The FDA extended the public comment period in July. In August, however, the administration announced it was planning on a wholly revamped approach to marketing regulation and would eventually issue rules that were "more tightly written, so the intention of the guidance (would be) clearer," an FDA spokesman said.

Guarantee insurers forming

HAMILTON, Bermuda -- EXEL Ltd. and financial guarantee insurer Financial Security Assurance Holdings are entering into a joint venture to form two new Bermuda-based financial guaranty insurers that each will be capitalized with a minimum of $100 million.
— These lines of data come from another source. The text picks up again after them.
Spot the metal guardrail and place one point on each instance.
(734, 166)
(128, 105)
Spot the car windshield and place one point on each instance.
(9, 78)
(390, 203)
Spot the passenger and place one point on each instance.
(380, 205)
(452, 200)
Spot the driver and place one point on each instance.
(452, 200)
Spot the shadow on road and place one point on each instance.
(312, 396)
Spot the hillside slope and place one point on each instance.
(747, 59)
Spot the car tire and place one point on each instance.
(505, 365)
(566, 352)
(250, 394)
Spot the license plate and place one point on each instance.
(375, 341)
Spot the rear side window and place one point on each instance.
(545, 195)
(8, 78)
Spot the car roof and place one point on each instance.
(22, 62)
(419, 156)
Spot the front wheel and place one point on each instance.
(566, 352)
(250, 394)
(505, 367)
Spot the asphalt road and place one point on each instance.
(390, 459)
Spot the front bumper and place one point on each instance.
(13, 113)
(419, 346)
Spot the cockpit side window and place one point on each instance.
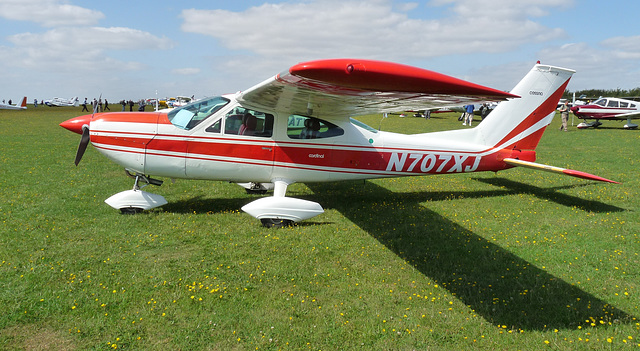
(242, 121)
(601, 102)
(189, 116)
(303, 127)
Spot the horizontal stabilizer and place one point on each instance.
(542, 167)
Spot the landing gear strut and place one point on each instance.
(280, 211)
(135, 200)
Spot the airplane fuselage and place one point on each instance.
(607, 108)
(149, 143)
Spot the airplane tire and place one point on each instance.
(130, 210)
(256, 191)
(276, 223)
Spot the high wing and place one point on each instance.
(351, 87)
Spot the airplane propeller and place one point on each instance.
(82, 147)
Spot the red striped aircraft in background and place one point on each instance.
(297, 127)
(608, 109)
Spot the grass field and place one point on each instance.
(515, 260)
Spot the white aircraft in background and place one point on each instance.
(21, 106)
(59, 102)
(608, 109)
(297, 127)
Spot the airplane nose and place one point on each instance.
(75, 124)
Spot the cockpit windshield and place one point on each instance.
(189, 116)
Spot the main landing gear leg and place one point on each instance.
(135, 200)
(280, 211)
(279, 190)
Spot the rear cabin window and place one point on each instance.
(303, 127)
(241, 121)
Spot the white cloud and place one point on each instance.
(78, 49)
(49, 13)
(185, 71)
(597, 67)
(374, 29)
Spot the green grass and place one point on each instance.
(515, 260)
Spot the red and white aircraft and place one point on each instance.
(608, 109)
(296, 127)
(21, 106)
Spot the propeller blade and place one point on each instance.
(82, 147)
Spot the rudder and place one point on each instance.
(520, 123)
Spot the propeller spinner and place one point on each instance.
(79, 125)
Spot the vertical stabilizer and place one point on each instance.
(519, 123)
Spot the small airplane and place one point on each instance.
(21, 106)
(608, 109)
(60, 102)
(297, 127)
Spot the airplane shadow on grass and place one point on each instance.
(501, 287)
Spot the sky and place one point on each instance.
(146, 48)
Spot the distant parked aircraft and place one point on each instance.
(58, 102)
(608, 109)
(22, 106)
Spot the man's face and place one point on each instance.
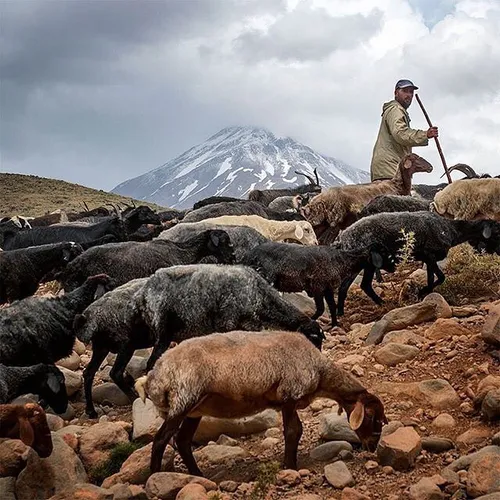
(404, 96)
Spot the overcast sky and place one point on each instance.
(99, 91)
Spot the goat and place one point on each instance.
(185, 301)
(300, 231)
(21, 271)
(338, 207)
(265, 196)
(29, 424)
(433, 236)
(318, 270)
(129, 260)
(46, 381)
(58, 233)
(242, 207)
(242, 238)
(237, 374)
(39, 329)
(469, 199)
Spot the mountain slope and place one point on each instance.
(233, 162)
(32, 196)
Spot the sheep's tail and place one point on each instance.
(140, 387)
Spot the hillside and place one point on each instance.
(32, 196)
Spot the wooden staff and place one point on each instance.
(440, 151)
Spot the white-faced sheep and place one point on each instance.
(29, 424)
(237, 374)
(469, 199)
(338, 207)
(300, 231)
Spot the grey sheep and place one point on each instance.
(129, 260)
(242, 238)
(21, 271)
(318, 270)
(47, 381)
(432, 235)
(40, 329)
(237, 374)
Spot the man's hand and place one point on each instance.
(432, 132)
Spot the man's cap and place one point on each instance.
(401, 84)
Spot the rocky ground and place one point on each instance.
(435, 366)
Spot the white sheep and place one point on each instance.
(237, 374)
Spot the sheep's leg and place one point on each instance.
(292, 430)
(160, 441)
(330, 300)
(320, 306)
(367, 287)
(120, 376)
(184, 441)
(99, 353)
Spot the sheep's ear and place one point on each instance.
(376, 259)
(26, 432)
(357, 416)
(299, 232)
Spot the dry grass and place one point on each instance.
(33, 196)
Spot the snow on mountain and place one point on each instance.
(233, 162)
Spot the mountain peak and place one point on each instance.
(232, 162)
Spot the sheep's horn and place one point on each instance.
(465, 169)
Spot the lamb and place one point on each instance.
(186, 301)
(47, 381)
(265, 196)
(129, 260)
(469, 199)
(39, 329)
(241, 207)
(317, 270)
(21, 271)
(29, 424)
(242, 238)
(300, 231)
(338, 207)
(237, 374)
(433, 237)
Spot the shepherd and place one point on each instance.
(395, 137)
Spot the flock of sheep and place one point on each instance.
(210, 279)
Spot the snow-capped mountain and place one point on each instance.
(233, 162)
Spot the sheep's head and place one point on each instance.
(366, 418)
(414, 164)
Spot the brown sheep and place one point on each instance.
(338, 207)
(29, 424)
(237, 374)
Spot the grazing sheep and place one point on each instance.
(29, 424)
(129, 260)
(433, 236)
(242, 238)
(181, 302)
(317, 270)
(300, 231)
(242, 207)
(47, 381)
(21, 271)
(338, 207)
(40, 329)
(237, 374)
(469, 199)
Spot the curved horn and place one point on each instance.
(465, 169)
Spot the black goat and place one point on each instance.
(46, 381)
(129, 260)
(59, 233)
(40, 329)
(21, 271)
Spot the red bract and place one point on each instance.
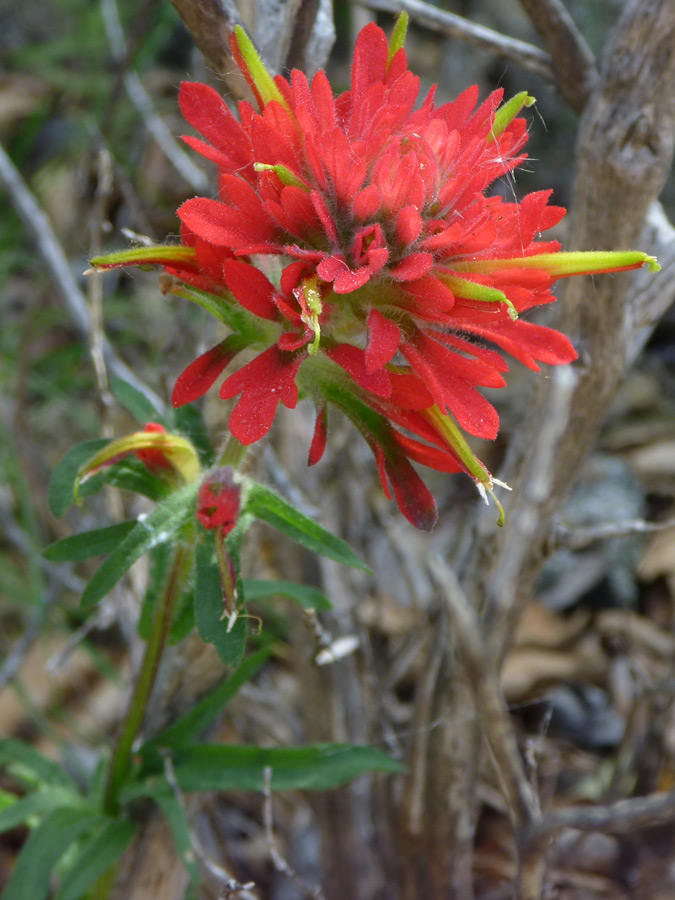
(218, 502)
(390, 268)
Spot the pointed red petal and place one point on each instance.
(352, 360)
(251, 289)
(265, 381)
(383, 338)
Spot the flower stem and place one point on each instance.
(119, 764)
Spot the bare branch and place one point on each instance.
(504, 599)
(580, 537)
(210, 23)
(40, 230)
(622, 817)
(313, 892)
(526, 55)
(141, 100)
(229, 886)
(482, 675)
(572, 60)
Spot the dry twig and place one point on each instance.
(526, 55)
(572, 60)
(141, 100)
(313, 892)
(40, 231)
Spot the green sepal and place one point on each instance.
(397, 39)
(45, 846)
(95, 855)
(284, 174)
(157, 255)
(261, 78)
(507, 113)
(241, 767)
(471, 290)
(60, 493)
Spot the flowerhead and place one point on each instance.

Financial Security Assurance International Ltd., a subsidiary of FSA that will be 20% owned by EXEL, is expected to carry FSA's AAA rating. It will reinsure FSA domestic business and may write primary business on international risks, said Robert P. Cochran, FSA chairman and chief executive officer.

X.L. Financial Assurance Ltd., a subsidiary of X.L. Insurance Co. Ltd. that will be 20% owned by FSA, is expected to carry X.L.'s AA rating and will write business that has a "slightly higher risk profile," Mr. Cochran said. It also will reinsure FSA business on a selected basis.

In conjunction with the venture, which is subject to regulatory approval, FSA and EXEL will swap $80 million of each other's shares.

The insurers are expected to start writing business almost immediately after they are formed, which will be in several weeks, said Mr. Cochran. There are no premium volume estimates.

Briefly noted

Swissair has paid out 4.35 million Swiss francs ($3.3 million) to 145 families of victims of the fatal crash last month of a Boeing MD-11 off Nova Scotia, said SAirGroup Chief Executive Officer Philippe Bruggisser. By the end of this month, Swissair aims to have contacted all the victims' families to offer them a further payment of up to 100,000 Special Drawing Rights ($142,840), less any payments made so far. . . .A Bermuda Supreme Court judge on Friday ordered Belvedere Insurance Co. Ltd. into liquidation and appointed two partners of KPMG Peat Marwick L.L.P. as joint provisional liquidators. The move followed a Sept. 22 arbitration settlement between GTE Corp. and a Belvedere subsidiary that effectively rendered Belvedere insolvent, KPMG announced. . . .Zurich, Switzerland-based Swiss Reinsurance Co. is expanding in Latin America with the completion last week of its purchase of Mexican reinsurer Reaseguros Alianza S.A. The deal had been announced in May. . . .California Gov. Pete Wilson has vetoed several workers comp bills. S.B. 324, which was joined with S.B. 557, and A.B. 332, targeted HMO utilization review practices and were considered anti-managed care bills. Also vetoed was S.B. 924, which related to penalties against employers who do not have workers comp insurance. . . .Citigroup Inc., the new company formed in the merger between Citicorp and Travelers Group Inc. (BI, April 13), began trading on the New York Stock Exchange last week. The deal was consummated with the expectation that Congress would lift the current ban on combinations between banks and insurers. Under current law, Citgroup now has a two-year grace period on that ban; the grace period could be extended to five years with the permission of the Federal Reserve Board.